Smith, at this point, suddenly stopped, as if to enjoy the recollection at leisure. He opened his mouth and stared before him, in the moonlight, with an odd bright fixity. Jones, with the scantiest turn of his head, plodded on, so that Smith had, perforce, to follow.
“She said she’d like to live with me—that she’d support me. By George! What do you think of that?… ‘You’re a dear boy,’ she said, ‘you fascinate me!’ ‘Fascinate!’ That’s the best thing I do. Don’t I fascinate you, Jones? Look at my eyes! Don’t I fascinate you?… Ha, ha!… Yes, I have the morals of a snake. I’m graceful, I’m all curves, there’s nothing straight about me. Gleason got dizzy looking at me, her head swayed from side to side, her eyes were lost in a sort of mist, and then she fell clutching at me like a paralytic, and talking the wildest nonsense. Could you do that, Jones, do you think?… Never! It’s all a joke to think of your going to see Gleason. And if you told her what had happened she’d kill you. Yes, you’d look like St. Sebastian when Gleason got through with you.… Say something! Don’t be so damned glum. Anybody’d suppose it was your funeral.”
“Oh, go on talking! I like the sound of your voice.”
“And then to think of your pitiful attempt to set that barn on fire! Good Lord, with half a dozen matches.… That’s what comes of studying symbolic logic and the rule of phase.… Really, I don’t know what you’ll do without me, Jones! You’re like a child, and when I’m dead, who’s going to show you, as the wit said, how to greet the obscene with a cheer?… However, I wouldn’t bother about that rock if I were you—aren’t you premature?”
This last observation sounded a little sharp.
Jones had certainly appeared to be stooping toward a small loose fragment of rock by the roadside, but he straightened up with smiling alacrity.

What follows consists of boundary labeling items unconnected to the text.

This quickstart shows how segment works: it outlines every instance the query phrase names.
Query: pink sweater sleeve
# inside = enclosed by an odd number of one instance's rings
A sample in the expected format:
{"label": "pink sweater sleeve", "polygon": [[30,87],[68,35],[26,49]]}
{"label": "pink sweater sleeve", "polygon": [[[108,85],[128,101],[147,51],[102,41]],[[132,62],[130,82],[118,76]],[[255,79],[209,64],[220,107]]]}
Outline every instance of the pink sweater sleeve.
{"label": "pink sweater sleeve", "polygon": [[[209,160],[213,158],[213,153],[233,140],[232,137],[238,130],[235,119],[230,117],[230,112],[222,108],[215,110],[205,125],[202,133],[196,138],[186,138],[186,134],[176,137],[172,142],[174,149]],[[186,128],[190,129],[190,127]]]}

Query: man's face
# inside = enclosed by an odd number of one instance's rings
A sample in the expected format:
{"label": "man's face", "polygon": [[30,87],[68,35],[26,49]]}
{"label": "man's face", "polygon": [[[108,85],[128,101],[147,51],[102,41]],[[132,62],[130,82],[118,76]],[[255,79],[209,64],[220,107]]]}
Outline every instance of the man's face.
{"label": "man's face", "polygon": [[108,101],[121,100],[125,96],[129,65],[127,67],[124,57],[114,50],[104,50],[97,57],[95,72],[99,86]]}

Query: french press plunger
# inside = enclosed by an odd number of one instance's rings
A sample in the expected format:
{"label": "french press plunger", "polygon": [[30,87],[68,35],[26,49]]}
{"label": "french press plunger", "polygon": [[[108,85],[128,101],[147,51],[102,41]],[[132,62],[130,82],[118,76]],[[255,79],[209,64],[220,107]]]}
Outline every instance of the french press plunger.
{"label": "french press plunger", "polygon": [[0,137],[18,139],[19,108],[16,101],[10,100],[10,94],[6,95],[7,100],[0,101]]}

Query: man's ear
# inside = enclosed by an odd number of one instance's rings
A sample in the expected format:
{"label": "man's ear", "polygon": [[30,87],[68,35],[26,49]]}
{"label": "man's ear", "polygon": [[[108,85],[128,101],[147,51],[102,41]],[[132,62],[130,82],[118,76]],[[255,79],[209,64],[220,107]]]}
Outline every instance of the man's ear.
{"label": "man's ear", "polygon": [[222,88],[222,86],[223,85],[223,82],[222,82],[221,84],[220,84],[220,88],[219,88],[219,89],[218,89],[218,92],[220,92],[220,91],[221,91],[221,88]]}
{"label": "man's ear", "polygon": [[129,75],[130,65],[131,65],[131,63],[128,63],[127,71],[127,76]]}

“My shoelace,” he said, cynically. “It’s loose. I think I’ll retie it.”
“Pray do! Why not?”
“Very well! If you don’t mind waiting!”
Jones gave a little laugh. He stooped again, fumbled for a second at his shoe, then suddenly shot out a snakelike hand toward the rock. But Smith meanwhile had made a gleaming gesture which seemed to involve Jones’s back.

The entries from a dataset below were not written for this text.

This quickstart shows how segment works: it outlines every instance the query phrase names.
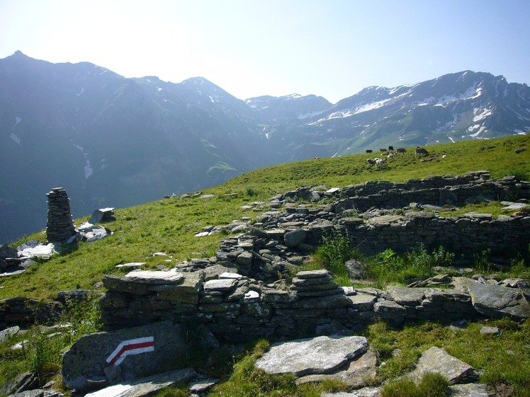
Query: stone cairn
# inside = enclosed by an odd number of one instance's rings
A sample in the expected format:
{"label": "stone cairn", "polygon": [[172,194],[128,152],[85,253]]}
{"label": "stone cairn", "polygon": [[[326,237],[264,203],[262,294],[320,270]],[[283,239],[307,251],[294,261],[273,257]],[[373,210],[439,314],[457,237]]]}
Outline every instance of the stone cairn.
{"label": "stone cairn", "polygon": [[70,199],[62,188],[54,188],[46,195],[48,197],[46,237],[48,241],[63,243],[75,234]]}

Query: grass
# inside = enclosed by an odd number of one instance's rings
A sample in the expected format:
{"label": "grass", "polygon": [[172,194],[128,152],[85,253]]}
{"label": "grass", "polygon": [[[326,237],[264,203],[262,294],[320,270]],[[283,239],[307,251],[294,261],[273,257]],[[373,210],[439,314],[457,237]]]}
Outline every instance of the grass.
{"label": "grass", "polygon": [[[212,256],[225,234],[196,238],[196,232],[208,225],[230,224],[243,217],[254,218],[258,212],[243,209],[242,207],[252,202],[266,202],[278,192],[302,185],[325,185],[330,188],[366,180],[401,182],[429,175],[460,175],[479,169],[489,170],[492,178],[517,175],[529,180],[530,151],[514,154],[515,149],[528,146],[530,137],[526,136],[436,145],[429,146],[429,152],[436,157],[435,161],[422,163],[412,154],[413,151],[409,150],[405,156],[389,159],[383,170],[366,166],[366,160],[370,156],[368,154],[308,160],[256,170],[203,192],[215,195],[213,198],[196,196],[164,199],[117,209],[117,220],[106,225],[114,231],[112,236],[96,243],[80,243],[77,250],[39,263],[23,275],[4,277],[0,282],[0,299],[26,296],[50,299],[55,299],[61,290],[91,289],[104,275],[122,272],[115,267],[121,262],[147,262],[148,268],[170,267],[178,261],[191,258]],[[446,159],[441,159],[443,154],[446,155]],[[497,204],[490,205],[466,206],[461,210],[487,211],[493,213],[494,217],[502,213]],[[451,212],[448,216],[456,214]],[[76,224],[86,219],[87,217],[77,219]],[[45,236],[43,233],[36,234],[26,240],[34,238],[44,241]],[[325,243],[310,266],[327,267],[335,273],[336,280],[344,284],[346,280],[339,263],[344,258],[354,256],[355,253],[337,238],[331,238]],[[152,253],[158,251],[165,252],[168,256],[152,256]],[[419,250],[415,255],[419,259],[407,268],[408,265],[403,264],[406,256],[403,259],[392,252],[384,251],[376,258],[378,264],[374,268],[379,266],[380,270],[372,277],[383,279],[390,268],[397,270],[400,280],[419,274],[425,277],[430,274],[433,263],[449,259],[446,253],[440,250],[432,253]],[[477,260],[487,263],[487,258],[478,258]],[[514,275],[530,273],[521,260],[514,263],[512,270],[515,272]],[[70,317],[64,321],[69,321],[73,326],[60,335],[45,338],[35,328],[0,345],[0,382],[28,369],[35,371],[43,379],[57,376],[64,350],[77,338],[98,329],[97,313],[94,307],[90,310],[70,310]],[[376,382],[395,379],[413,367],[422,351],[436,345],[482,370],[481,381],[494,386],[509,385],[514,388],[515,396],[530,396],[530,321],[488,322],[487,325],[501,329],[500,335],[481,335],[482,325],[470,323],[461,331],[436,323],[410,324],[400,330],[392,329],[384,323],[368,326],[365,335],[369,344],[376,350],[380,362]],[[28,339],[26,345],[30,348],[16,351],[9,348],[13,343],[23,338]],[[337,382],[298,386],[291,375],[271,376],[256,369],[253,363],[268,347],[268,343],[259,341],[241,357],[221,351],[215,353],[218,355],[210,364],[198,362],[196,365],[205,372],[222,379],[210,396],[316,397],[323,391],[346,389],[344,384]],[[417,393],[442,396],[446,390],[443,382],[436,377],[424,379],[424,384],[417,386],[398,384],[392,389],[391,382],[385,393],[390,393],[387,396],[415,396]],[[402,389],[405,391],[399,391]],[[431,391],[436,391],[436,394],[428,394]],[[184,394],[182,388],[174,388],[162,392],[161,397]]]}
{"label": "grass", "polygon": [[[115,265],[120,262],[147,262],[147,268],[171,267],[165,261],[168,258],[150,256],[154,252],[167,253],[173,263],[213,255],[225,235],[196,238],[196,232],[242,217],[254,219],[257,212],[241,207],[266,202],[277,193],[302,185],[344,187],[366,180],[400,182],[478,169],[490,170],[492,178],[517,174],[530,179],[530,151],[514,154],[515,149],[528,146],[530,137],[526,136],[436,145],[429,147],[429,152],[436,161],[422,163],[410,150],[389,159],[383,170],[366,166],[368,154],[308,160],[249,172],[202,192],[215,195],[213,198],[163,199],[118,209],[117,220],[106,225],[114,232],[112,236],[96,243],[80,243],[70,253],[54,256],[19,276],[4,277],[0,281],[0,299],[26,296],[50,299],[59,291],[91,289],[104,275],[119,274]],[[447,155],[443,160],[442,154]],[[87,219],[77,219],[76,224]],[[41,232],[24,240],[35,238],[44,241],[45,235]]]}
{"label": "grass", "polygon": [[[63,352],[81,336],[101,330],[98,298],[67,301],[59,328],[46,330],[37,324],[0,343],[0,384],[25,372],[35,374],[40,384],[50,379],[62,384],[59,374]],[[22,348],[12,350],[17,343],[22,343]]]}
{"label": "grass", "polygon": [[[498,327],[500,335],[480,334],[484,325]],[[433,322],[409,324],[394,330],[379,322],[368,326],[366,336],[377,351],[380,362],[385,362],[378,369],[378,382],[403,375],[413,368],[422,352],[438,346],[480,370],[480,382],[492,386],[510,385],[514,388],[514,396],[530,396],[529,321],[519,323],[501,319],[472,323],[461,330]]]}

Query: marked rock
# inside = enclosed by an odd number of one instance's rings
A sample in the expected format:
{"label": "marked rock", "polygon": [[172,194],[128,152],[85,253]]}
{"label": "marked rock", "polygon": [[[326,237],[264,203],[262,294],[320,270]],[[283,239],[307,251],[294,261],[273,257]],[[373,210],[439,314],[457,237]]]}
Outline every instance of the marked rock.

“Ah!” said Jones, and slid softly forward into a puddle.
“Are you there?”
Smith’s query was almost humorous. As it received no reply, and Jones lay motionless in his puddle, Smith took him by the coat-collar, dragged him to the edge of the ditch, and rolled him in. The moon poured a clear green light on this singular occurrence. It showed Smith examining his hands with care, and then wiping them repeatedly on the wet grass and rank jewelweed. It showed him relighting his pipe—which had gone out during the rain—with infinite leisure. One would have said, at the moment, that he looked like a tramp. And, finally, it showed him turning back in the direction he had come from, and setting off cheerfully toward the city; alone, but with an amazing air, somehow, of having always been alone.